He'd tell you that it's three days after the Cronut that is the turning point in their relationship. She'd say it was the day she bought it, paying an obscene amount of money to have it shipped express before it could get stale, all on the outside chance that it might cheer her partner up for even just a moment. She'd known for a while that she would reciprocate if he ever grew the cajones to say what he felt and instigate something. He was important. Scratch that, he was the most important person in her life. But as she called the other end of the country to order a pastry, she made a decision: if he never decided to start the conversation on how he felt, then she would start it. She'd kick her fear in the teeth, make herself vulnerable and tell him that she wanted him, wanted them, even if he still felt broken.
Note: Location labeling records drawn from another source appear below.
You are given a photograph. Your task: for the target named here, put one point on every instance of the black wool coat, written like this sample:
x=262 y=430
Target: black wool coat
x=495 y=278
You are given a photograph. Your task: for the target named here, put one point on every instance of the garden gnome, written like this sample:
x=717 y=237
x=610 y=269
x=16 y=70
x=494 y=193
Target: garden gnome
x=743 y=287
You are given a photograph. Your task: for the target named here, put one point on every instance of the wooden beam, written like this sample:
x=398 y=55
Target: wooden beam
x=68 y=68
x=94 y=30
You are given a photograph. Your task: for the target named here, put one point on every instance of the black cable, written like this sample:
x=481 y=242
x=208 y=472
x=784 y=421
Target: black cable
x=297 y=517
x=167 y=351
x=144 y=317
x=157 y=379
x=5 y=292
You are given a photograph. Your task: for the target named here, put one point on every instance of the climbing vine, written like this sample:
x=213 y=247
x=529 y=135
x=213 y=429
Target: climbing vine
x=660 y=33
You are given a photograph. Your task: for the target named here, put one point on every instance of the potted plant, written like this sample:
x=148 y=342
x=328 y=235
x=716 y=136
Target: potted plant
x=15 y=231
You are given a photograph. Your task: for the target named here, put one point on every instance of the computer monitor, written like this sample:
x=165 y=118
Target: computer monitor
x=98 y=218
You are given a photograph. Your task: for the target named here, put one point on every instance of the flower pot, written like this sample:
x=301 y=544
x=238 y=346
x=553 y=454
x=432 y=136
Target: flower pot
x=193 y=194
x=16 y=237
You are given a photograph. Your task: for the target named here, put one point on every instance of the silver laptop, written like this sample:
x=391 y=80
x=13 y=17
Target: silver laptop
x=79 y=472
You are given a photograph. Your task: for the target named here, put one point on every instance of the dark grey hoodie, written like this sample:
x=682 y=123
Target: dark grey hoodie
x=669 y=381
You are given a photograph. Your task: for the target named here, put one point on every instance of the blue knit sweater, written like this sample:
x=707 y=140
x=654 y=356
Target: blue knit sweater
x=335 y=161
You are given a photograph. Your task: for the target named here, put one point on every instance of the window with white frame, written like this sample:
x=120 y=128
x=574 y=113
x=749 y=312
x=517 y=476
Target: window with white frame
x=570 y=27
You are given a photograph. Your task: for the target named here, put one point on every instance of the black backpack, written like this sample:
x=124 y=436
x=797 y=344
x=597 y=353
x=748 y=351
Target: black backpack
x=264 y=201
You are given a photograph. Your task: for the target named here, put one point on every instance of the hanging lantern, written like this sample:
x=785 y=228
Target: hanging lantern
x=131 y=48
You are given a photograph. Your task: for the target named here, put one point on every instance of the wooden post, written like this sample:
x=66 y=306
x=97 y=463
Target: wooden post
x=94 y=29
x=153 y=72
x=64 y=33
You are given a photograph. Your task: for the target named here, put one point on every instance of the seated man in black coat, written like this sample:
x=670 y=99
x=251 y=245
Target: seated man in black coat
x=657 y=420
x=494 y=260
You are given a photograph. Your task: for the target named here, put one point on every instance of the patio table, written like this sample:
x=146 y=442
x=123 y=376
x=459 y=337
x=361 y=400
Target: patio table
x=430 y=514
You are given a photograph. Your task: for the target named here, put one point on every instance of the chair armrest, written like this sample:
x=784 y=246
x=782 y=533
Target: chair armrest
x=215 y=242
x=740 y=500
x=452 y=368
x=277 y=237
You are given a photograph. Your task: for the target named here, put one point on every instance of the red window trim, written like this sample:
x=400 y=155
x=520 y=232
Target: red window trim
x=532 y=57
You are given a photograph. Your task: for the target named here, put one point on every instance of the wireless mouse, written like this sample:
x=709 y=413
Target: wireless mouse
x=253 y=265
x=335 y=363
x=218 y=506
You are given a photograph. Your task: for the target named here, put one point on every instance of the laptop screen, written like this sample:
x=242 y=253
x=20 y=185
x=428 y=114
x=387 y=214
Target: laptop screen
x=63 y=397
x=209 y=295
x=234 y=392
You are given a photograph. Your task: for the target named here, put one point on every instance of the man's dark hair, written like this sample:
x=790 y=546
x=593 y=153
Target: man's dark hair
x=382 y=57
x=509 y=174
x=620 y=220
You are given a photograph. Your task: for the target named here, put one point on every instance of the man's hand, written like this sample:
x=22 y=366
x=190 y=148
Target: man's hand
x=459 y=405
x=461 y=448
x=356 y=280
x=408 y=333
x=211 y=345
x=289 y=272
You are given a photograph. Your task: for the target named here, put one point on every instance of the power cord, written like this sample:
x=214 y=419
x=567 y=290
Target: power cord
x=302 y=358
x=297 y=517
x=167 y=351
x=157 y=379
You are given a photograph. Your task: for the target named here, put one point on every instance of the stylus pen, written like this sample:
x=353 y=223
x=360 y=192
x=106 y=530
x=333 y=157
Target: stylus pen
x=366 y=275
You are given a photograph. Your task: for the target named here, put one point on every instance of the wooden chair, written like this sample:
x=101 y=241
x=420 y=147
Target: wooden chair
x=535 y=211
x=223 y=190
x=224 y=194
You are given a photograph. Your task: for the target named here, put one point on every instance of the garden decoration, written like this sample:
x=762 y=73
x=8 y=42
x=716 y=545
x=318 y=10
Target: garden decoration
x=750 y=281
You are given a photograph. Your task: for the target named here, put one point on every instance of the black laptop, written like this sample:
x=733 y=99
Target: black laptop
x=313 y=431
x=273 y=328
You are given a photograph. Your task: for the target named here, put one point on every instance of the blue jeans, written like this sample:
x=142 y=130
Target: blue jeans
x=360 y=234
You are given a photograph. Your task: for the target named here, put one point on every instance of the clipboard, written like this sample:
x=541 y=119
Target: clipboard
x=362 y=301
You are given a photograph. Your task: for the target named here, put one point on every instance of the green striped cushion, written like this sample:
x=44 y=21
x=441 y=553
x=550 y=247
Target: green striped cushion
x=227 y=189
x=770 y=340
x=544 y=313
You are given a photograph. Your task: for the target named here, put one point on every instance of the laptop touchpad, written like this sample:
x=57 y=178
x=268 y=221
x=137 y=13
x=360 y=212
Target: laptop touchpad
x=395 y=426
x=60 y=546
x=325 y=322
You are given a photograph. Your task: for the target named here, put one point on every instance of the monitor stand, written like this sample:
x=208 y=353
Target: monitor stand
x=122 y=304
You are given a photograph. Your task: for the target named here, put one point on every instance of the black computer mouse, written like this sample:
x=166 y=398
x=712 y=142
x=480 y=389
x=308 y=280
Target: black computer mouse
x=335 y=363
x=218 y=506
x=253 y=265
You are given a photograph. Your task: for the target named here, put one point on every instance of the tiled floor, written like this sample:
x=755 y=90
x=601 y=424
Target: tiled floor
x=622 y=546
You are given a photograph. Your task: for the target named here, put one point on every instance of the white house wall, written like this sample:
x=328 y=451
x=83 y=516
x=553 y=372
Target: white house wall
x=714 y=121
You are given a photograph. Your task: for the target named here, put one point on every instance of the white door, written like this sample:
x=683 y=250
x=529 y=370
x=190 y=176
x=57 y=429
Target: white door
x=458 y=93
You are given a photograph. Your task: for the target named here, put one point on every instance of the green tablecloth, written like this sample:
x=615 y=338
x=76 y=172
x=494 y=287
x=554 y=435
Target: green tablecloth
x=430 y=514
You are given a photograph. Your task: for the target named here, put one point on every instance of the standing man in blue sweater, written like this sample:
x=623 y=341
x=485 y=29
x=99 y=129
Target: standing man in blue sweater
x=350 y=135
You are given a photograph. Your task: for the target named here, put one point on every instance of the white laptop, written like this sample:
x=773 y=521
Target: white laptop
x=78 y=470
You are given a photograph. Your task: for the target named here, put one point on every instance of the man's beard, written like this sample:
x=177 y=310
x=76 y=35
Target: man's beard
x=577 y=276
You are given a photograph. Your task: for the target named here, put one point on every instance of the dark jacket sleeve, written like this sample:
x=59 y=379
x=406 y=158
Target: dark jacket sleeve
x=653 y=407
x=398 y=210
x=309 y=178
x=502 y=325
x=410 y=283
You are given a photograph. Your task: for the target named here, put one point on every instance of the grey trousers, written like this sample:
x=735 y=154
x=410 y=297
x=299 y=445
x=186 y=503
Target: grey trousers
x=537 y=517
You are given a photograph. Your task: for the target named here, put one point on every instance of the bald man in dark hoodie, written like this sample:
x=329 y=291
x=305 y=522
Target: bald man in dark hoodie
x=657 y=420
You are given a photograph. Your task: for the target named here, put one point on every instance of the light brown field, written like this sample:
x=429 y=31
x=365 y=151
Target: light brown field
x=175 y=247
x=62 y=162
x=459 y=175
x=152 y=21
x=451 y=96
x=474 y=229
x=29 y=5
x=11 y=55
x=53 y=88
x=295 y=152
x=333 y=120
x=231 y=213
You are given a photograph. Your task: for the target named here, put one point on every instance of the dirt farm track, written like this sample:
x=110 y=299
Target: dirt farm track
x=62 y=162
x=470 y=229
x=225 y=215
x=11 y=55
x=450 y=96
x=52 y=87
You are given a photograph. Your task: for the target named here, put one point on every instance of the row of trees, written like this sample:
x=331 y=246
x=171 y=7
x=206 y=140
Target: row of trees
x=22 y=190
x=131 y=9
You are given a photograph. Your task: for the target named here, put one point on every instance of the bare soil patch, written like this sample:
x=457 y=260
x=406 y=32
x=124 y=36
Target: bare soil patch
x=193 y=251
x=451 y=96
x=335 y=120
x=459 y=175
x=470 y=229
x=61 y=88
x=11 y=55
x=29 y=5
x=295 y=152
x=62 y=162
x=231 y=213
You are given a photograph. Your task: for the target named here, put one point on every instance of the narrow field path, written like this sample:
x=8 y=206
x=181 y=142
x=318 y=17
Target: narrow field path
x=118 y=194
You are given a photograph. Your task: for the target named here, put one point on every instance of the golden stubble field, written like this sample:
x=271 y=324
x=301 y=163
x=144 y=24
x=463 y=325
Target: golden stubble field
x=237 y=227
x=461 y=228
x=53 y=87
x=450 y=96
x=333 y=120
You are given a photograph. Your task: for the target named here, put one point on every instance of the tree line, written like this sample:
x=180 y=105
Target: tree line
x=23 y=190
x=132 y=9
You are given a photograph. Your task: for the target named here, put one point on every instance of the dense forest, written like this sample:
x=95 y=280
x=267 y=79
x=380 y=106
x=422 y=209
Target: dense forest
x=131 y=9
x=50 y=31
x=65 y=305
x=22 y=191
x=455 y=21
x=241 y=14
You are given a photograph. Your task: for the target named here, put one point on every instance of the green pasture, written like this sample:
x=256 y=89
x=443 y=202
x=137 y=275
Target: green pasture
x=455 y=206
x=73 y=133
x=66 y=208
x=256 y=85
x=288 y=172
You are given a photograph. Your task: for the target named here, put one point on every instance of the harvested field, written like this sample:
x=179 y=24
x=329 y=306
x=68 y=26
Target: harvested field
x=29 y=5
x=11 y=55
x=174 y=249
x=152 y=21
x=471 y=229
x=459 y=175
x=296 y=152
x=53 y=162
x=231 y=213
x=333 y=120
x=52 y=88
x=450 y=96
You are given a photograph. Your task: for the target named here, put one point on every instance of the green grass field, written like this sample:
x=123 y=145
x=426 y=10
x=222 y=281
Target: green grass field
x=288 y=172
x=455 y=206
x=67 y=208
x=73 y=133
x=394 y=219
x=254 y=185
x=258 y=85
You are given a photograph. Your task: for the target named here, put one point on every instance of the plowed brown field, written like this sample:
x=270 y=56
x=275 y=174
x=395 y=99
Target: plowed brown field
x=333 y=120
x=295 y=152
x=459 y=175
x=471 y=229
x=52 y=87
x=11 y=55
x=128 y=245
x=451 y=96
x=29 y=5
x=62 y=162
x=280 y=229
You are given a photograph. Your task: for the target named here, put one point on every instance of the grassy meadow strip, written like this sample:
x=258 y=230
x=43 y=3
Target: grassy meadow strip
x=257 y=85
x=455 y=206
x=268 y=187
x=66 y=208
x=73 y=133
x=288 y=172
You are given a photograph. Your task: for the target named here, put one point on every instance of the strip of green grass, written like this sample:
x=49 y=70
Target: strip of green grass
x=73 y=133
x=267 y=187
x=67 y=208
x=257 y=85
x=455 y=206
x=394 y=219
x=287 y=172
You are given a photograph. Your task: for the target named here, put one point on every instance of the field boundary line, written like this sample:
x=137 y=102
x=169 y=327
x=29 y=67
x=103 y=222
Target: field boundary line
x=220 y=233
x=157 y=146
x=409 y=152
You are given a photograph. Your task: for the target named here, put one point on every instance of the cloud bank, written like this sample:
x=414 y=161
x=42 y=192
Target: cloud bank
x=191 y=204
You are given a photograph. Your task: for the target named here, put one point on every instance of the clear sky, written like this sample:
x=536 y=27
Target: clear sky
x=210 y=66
Three days after the Cronut is his first day back to work, and it's almost good. He's still not quite sure he'd call anything good yet—except Kensi of course. And the Cronut. Definitely the Cronut. They go for Korean after work and she devours her Bulgogi and then snitches off of his Japchae and he's pretty sure then and there that this is his last first date—and she doesn't even know it's a date.

He grabs her hand as they leave the restaurant and steers her away from the car toward a bench on the edge of a park down the street. The fact that she leaves her hand in his is not lost on him.

He's not really sure where to start, but it's come to the point where he can't imagine not saying something so he figures he'll just start and they'll get there eventually. He just hopes he doesn't end up babbling too much in the process.

"Kens," he says, turning to her and sitting them down, "I'm not really sure of much right now. Somewhere in the last few months I feel like I've lost who I was and who I wanted to be and I didn't feel like I knew what I wanted or what I could do or where I belonged anymore. "

He sees the pain flit through her eyes, and he moves his fingers to lace between hers and holds on tighter.

"The one thing I am sure of," he starts again, "is you.

"I'm sure that you're the only reason I'm getting through this. I know that when I just wanted to give up, I couldn't because I couldn't break my promise to you. When I wasn't sure that I could ever belong at OSP again, I still knew I belonged with you, if only I could just get back to you. When I didn't know if I could be the man I was, I knew that whoever I was going to be wanted you just as much as he did. When I didn't think I could let anyone in to see what was really going on in my head, I still wanted you there so much it hurt."

"Then why didn't you let me be there?" She interrupts, choking on a few tears that will not be held back. "I wanted to be there."

"I don't know Kens. My head was so messed up I didn't know which way was up. I wanted you there, but I didn't want you to see me that way, and I was convinced that I would just drag you down to the black hole that I was in.

"But you pulled me out. It's like you reached through all the crap and pulled out the things that were important and gave me a place to stand.

"And I know I'm still messed up, and no matter what I tell the guys, I know you're going to see past it and call me on my crap. And I know I need that. And I know that it's probably still not going to be easy, but I want you to know that I'm going to try as hard as I can, and I need you to know that what I'm fighting for is us-is you-because in all this crazy mess, you're still the only thing that makes sense. And as long as you're in this with me, I'm going to get through it."

Kensi lets go of his hand to put a hand firmly on each of his cheeks and holds him eye to eye with her.

"Then you're going to get through it, because I'm going to be here, and I'm going to be fighting twice as hard as you are. Because I can't lose you. Because you may be hard to live with," she smirks at him playfully, and his eyes smile back at her, "but you're a lot harder to live without, partner."

"And if I want to be more than your partner?" He needs to clarify all this because neither of them has actually said any words that definitely mean anything deeper than a really close friendship, and he knows that with their communication skills things need to be made very plain before one of them figures out how to misinterpret it.

(Though, he thinks, there are certain modes of communication that they're really good at. He likes those. A lot.)

She responds by whispering her lips across his. "Then I'd say we're on the same page."

He buries his head in the crook of her neck and wraps his arms snugly around her, and when her hand finds its way into his hair and her nails lightly scrape over his scalp, for the first time in months he can't see the darkness that has been taking over his world.